Middlesbrough is one of those places that on the border of two distinct areas of Britain: the North East and North Yorkshire.
Arguably it is part of both regions, yet fits comfortably into the identity of neither. Perhaps better suited to the North East, with its connotations of urban deprivation and industry, Middlesbrough has never been a driving force for the region, or one of its better known towns. We’re still smarting from the decision 11 years ago to change the name of our own Teesside Airport to Durham Tees Valley, the argument being that Durham is more familiar to most than Teesside. However, you only have to drive around the area to see that road signs still point to Teesside Airport.
But many consider Middlesbrough to be a part of North Yorkshire, as historically it was within North Riding. For a time, we were situated in the county of Cleveland, before that was abolished in 1996, leaving us a part of the Tees Valley. It is often argued that we still part of North Yorkshire, although most Yorkshire residents probably wouldn’t claim Middlesbrough as their own, even though some of the outlying residential areas are apparently keen to join the rural county on an official basis.

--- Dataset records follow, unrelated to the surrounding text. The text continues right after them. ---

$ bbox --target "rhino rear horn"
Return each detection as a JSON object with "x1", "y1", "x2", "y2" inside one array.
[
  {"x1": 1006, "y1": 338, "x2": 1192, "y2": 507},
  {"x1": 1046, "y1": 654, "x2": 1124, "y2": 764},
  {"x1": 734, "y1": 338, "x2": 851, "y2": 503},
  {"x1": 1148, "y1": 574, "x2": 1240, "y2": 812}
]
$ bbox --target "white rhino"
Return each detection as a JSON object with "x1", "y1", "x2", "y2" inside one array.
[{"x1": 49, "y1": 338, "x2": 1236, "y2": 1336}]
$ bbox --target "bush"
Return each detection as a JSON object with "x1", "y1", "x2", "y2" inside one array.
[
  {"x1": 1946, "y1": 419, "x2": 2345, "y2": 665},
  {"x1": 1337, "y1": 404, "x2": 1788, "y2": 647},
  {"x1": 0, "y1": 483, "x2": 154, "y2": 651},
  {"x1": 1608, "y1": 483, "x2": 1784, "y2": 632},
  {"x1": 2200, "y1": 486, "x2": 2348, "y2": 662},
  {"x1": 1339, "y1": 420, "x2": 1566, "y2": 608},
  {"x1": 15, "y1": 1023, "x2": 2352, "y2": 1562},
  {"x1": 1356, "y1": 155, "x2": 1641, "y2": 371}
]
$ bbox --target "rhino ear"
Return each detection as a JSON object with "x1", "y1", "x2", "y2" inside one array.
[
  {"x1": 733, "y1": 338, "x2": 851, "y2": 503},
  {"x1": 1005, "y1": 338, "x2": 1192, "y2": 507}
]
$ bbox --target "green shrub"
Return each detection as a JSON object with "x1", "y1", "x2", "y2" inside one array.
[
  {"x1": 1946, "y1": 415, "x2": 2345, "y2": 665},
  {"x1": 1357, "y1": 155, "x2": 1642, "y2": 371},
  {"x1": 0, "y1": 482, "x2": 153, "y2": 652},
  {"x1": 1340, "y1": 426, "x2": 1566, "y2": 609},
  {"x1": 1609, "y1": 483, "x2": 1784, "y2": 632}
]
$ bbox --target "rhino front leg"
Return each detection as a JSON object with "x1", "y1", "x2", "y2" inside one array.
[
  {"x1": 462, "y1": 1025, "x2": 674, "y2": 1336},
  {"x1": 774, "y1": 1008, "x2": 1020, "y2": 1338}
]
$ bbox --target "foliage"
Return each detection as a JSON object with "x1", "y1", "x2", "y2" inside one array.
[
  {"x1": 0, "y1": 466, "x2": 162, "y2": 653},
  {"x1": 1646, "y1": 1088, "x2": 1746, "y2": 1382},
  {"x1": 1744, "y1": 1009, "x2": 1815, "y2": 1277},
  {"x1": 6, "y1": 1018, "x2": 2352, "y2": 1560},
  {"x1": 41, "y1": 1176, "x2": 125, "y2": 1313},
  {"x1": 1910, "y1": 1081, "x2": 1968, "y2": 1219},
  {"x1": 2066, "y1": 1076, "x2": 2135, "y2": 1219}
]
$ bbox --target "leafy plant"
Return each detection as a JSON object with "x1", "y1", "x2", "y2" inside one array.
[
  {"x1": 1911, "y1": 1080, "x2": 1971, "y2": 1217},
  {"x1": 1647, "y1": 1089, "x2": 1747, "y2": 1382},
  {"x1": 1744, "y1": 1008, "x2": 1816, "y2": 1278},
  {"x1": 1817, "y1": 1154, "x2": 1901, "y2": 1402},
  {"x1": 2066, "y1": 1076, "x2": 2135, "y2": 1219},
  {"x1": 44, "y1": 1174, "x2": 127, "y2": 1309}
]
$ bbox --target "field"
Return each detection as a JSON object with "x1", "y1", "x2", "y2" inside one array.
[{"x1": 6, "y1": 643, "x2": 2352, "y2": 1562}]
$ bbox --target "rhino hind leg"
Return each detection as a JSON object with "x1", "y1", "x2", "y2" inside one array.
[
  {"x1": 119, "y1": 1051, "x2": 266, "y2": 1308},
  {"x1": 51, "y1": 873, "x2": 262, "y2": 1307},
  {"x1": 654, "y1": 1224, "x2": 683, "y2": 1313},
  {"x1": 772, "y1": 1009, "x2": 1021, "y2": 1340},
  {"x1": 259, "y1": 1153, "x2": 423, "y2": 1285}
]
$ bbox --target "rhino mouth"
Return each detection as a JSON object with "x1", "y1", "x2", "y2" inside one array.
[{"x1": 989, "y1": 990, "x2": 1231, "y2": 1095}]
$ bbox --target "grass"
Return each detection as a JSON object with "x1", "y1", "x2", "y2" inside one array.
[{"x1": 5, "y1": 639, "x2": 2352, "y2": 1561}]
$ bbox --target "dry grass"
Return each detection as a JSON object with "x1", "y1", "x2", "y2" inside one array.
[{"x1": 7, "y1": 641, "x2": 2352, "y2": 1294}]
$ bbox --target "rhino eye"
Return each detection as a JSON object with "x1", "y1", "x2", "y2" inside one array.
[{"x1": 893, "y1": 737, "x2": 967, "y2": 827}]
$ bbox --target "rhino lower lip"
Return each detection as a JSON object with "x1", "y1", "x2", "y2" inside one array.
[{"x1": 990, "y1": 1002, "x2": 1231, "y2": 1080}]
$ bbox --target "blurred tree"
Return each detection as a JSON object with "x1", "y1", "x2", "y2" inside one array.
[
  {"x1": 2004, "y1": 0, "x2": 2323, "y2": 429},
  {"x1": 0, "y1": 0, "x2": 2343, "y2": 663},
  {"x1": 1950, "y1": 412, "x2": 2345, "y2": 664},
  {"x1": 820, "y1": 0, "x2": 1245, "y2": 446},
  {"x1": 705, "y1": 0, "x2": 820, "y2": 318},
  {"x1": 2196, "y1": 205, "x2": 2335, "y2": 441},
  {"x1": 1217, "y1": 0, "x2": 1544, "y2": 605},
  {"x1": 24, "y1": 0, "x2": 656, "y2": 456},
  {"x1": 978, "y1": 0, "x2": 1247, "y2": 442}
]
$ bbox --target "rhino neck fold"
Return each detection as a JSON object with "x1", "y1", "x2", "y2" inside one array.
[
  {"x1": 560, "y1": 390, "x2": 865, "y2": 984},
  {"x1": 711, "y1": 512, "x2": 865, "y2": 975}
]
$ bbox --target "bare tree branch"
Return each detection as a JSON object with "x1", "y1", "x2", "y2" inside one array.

Whatever the technical answer is, I think we’re actually fortunate to be situated in between two such beautiful areas of the country, as it gives us the best of both worlds.
We have the rolling hills and craggy moorland of North Yorkshire on our doorstep, along with the North East’s dramatic coastline. We’re less than an hour’s drive from some great cities including York, Durham and Newcastle, which provide us with plenty of shopping, cultural, historical and social opportunities.
As our boundaries are unclear, we’re often lumped in with both regions, which can bring a lot of benefits, both for individuals and for the town itself. For example, as a writer, in the past I’ve been able to enter competitions dedicated to both North East and North Yorkshire residents.
Another benefit is that this regional uncertainty gives Middlesbrough its own distinct identity. We have our own accent, our own dialect and a passionate love for where we live. We’re proud of our roots and know that there are many special things about this area, whether it belongs to the North East or North Yorkshire.